Experts say disabled children often become outcasts in Russia, are denied proper treatment and condemned to a miserable life in state institutions.

Of the 3,400 Russian children adopted by foreign families in 2011, 956 -- nearly a third -- were adopted by US parents, according to official figures. Eighty nine of those adopted by US parents were disabled children.

Senior ministers have also objected, saying it would end up hurting scores of orphans with disabilities, whom Russians are often reluctant to adopt.

Education Minister Dmitry Livanov condemned what he said was an "eye-for-an-eye" logic.

"Our children who could not find adoptive parents in Russia could be hurt," he said on Twitter earlier this week.
"There is a need to react firmly to any atrocities in relation to Russian boys and girls, but banning adoption as an institution is wrong, I believe," Foreign Minister Sergei Lavrov said in a statement.

Influential ex-finance minister Alexei Kudrin added on Twitter: "I am against the 'Dima Yakovlev law.'... Children have nothing to do with it."

Russian President Vladimir Putin, who plans to hold a major news conference on Thursday, has so far remained silent on the hugely controversial issue.

His spokesman however said the Duma's position was understandable.

"Such a tough emotional reaction of Russian parliament members is quite understandable," Dmitry Peskov told Russian television in remarks on Wednesday.

"It is the responsibility of the state, the responsibility of all the branches of the government to protect children from even the smallest danger."

"It goes without saying that the line of the executive branch of the government is more restrained," he added.
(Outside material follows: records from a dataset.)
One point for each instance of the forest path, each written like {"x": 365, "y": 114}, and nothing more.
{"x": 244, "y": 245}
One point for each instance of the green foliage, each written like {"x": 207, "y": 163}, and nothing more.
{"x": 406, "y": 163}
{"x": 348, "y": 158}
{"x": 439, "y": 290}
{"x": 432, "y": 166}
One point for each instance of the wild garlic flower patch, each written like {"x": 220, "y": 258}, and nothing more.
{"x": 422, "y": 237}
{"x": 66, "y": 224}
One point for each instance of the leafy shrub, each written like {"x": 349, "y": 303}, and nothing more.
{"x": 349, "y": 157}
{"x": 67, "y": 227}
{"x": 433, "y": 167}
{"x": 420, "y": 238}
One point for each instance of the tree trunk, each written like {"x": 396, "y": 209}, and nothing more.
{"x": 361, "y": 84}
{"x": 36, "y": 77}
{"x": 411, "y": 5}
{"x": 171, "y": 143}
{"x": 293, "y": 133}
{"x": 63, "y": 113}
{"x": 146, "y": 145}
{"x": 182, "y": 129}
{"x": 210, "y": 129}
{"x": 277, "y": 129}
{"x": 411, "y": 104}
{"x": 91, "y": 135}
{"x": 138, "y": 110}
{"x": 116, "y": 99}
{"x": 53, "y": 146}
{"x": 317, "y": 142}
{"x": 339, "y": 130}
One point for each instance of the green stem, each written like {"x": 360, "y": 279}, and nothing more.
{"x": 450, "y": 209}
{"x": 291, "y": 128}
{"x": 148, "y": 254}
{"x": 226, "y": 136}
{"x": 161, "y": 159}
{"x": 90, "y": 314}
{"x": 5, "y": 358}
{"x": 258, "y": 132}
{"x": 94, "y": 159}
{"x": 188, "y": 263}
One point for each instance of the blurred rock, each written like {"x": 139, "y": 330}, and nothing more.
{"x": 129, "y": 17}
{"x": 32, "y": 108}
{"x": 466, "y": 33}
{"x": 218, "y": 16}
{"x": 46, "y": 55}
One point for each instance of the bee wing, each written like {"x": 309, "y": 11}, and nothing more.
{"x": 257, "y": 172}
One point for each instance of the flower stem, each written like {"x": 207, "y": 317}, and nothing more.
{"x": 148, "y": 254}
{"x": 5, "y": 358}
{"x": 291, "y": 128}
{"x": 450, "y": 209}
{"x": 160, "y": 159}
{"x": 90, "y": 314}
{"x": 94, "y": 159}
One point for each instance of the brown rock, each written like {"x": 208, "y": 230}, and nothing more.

But Putin "understood" the Duma's position, given the passage in the United States of the "Magnitsky Act," he said, referring to the US legislation.

Russian activists picketed the building of the State Duma ahead of the debate. Some held placards that read: "Deputies, you are worse than terrorists" and "Do not rob our children of a future."

Officers detained around 30 protesters, a police spokesman told AFP.

Last week, US President Barack Obama signed into law the so-called Magnitsky Act, which blacklists Russian officials allegedly implicated in the prison death of lawyer Sergei Magnitsky.

Magnitsky was being held in pre-trial detention on fraud charges when he died in 2009 of several untreated conditions.

Prior to his arrest he had claimed to have discovered a major tax fraud covered up by interior ministry officials and testified against them.

The Russian bill is also likely to ban US-financed non-government organisations. Putin said in his state-of-the-nation address that people who received US funding could not be politicians in Russia.